I’m trying to follow this tutorial Language modeling with my own dataset. I already did a few adjustments (including downgrading python to 3.9.12) to get it running as far as it is right now.
from transformers import AutoTokenizer, AutoModelForCausalLM, TrainingArguments, Trainer, pipeline, DataCollatorForLanguageModeling
import torch
from datasets import load_dataset, Dataset
model = AutoModelForCausalLM.from_pretrained("distilgpt2")
tokenizer = AutoTokenizer.from_pretrained("distilgpt2")
dataset = load_dataset('text', data_files='list.txt')
dataset = dataset['train'].train_test_split(0.1)
def preprocess_function(examples):
return tokenizer(examples['text'], truncation=True)

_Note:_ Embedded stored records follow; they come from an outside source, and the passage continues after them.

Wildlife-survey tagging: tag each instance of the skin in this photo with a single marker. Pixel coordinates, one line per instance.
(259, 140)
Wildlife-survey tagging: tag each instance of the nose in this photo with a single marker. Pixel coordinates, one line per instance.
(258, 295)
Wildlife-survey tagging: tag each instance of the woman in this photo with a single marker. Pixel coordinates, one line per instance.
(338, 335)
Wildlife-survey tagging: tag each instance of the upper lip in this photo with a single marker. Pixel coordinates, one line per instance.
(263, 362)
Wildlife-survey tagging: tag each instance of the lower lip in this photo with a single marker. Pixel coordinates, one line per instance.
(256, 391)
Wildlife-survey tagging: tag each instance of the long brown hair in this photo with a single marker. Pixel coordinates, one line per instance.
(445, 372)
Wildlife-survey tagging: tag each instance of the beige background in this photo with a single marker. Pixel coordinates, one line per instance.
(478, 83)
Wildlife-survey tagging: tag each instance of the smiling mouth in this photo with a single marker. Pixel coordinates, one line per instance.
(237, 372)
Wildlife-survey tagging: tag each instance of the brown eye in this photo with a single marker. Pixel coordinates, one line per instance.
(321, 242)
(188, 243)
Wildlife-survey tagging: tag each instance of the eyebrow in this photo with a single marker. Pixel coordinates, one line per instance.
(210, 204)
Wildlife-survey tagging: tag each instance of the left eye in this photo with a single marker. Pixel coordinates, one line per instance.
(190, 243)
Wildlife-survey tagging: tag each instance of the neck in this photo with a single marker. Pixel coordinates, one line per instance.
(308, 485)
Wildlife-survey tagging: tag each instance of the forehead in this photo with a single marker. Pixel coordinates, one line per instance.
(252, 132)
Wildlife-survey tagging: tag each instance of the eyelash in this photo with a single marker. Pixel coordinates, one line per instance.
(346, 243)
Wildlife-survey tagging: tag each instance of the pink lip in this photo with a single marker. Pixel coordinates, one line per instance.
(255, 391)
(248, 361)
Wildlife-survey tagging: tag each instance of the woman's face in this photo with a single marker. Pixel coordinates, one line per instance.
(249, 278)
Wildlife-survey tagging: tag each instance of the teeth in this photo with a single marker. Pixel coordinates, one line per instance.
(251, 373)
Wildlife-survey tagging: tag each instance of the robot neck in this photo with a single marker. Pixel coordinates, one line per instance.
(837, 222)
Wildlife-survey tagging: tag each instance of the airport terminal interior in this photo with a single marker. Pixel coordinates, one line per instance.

tokenized_lines = dataset.map(preprocess_function, batched=True, num_proc=4)
block_size = 128
def group_texts(examples):
keys = list(examples.features.keys())
total_length = len(examples[keys[0]])
result = {
k: [examples[k][i : i + block_size] for i in range(0, total_length, block_size)]
for k in keys
}
result["labels"] = result["input_ids"].copy()
return result
lm_dataset = tokenized_lines.map(group_texts, batched=True, num_proc=4)
I get the error
...
769 return self._value
770 else:
--> 771 raise self._value
IndexError: list index out of range
I can not figure out what I’m doing wrong.
The list.txt
file contains sentences one per line.